A great deal of work had been done when the agreements were initially established – and the agreements were designed to protect the community bank’s executives in the event of a change in control. At the time, we determined the amount of the severance (enhanced to 18 months or two times base salary, compared to a one times salary for other situations) and carefully considered the triggers that would result in payment of the severance. We concluded that a double trigger agreement was in the best interests of the shareholders.
Did it make sense to accelerate all of the severance when not all of the executives are entitled to it under the agreements in place?
Both a change in control and a termination of employment would be required for a double trigger. Double triggers would also pass the scrutiny of the proxy advisors.
Now, with the sale of the bank being negotiated, the plan was to accelerate and pay all severance for each executive at closing. All executives would receive severance checks, even those who were not losing their jobs.

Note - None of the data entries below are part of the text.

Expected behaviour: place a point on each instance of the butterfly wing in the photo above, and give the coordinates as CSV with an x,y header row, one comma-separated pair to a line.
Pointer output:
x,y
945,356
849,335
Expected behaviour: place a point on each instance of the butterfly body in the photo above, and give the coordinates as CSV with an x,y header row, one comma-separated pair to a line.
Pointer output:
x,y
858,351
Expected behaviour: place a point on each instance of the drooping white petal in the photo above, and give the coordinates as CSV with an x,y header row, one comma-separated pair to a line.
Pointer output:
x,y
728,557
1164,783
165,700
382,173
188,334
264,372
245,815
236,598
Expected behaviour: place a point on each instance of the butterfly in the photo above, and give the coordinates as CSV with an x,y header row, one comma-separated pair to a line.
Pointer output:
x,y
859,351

Why was it necessary to reconsider the severance protection for this executive team? Did it make sense to accelerate all of the severance when not all of the executives are entitled to it under the agreements in place?
In this case, the severance protection extended to contingent or good reason terminations. All of the executives would lose their current positions and enable the severance even though they may receive offers for new positions with the acquiring bank.
In addition, the acquiring bank was not willing to accept the existing agreements. The regional bank provides similar, but different, protections to their executives and they didn’t want to set a precedent of having different agreements in place for their executive team.
As a condition of the transaction, the acquiring bank required all executive agreements of the community bank to be extinguished. New and consistent agreements were developed at the appropriate levels for the executives who would be retained after the acquisition.
“Cashing out” double trigger agreements at closing is very common, especially if there are good reason termination provisions in the agreements. Acquiring banks do not want to deal with severance costs after the transaction and they prefer that the shareholders of the selling bank absorb the costs for the promised severance. Acquiring banks want to selectively identify and extend employment and retention agreements to the executives they wish to retain.
Double Trigger Results
The community bank (a publicly-traded company) set the merger approval process to include a separate filing that asked shareholders to approve (in a “say on pay” advisory vote) the new change in control agreements and severance payments at closing. These amendments are nearly always approved; if the shareholders want the deal, they will approve the amendment.
For the community bank, the shareholders approved the change in control amendment by a narrow margin, while the sale of the bank passed by a landslide. A review of the votes shows the institutional shareholders (represented by the proxy advisors) cast the votes against the amendments. Non-institutional shareholders wanted the sale and approved the change in control agreement amendments.
Double trigger agreements can be quite complicated. The agreements are almost a necessity when established to gain acceptance of proxy advisors, however, double trigger agreements often will reduce to single trigger agreements at the time of a change in control for the various reasons mentioned above, notwithstanding the objection of proxy advisors.
When establishing change of control agreements for executives, single trigger agreements may provide a simpler solution.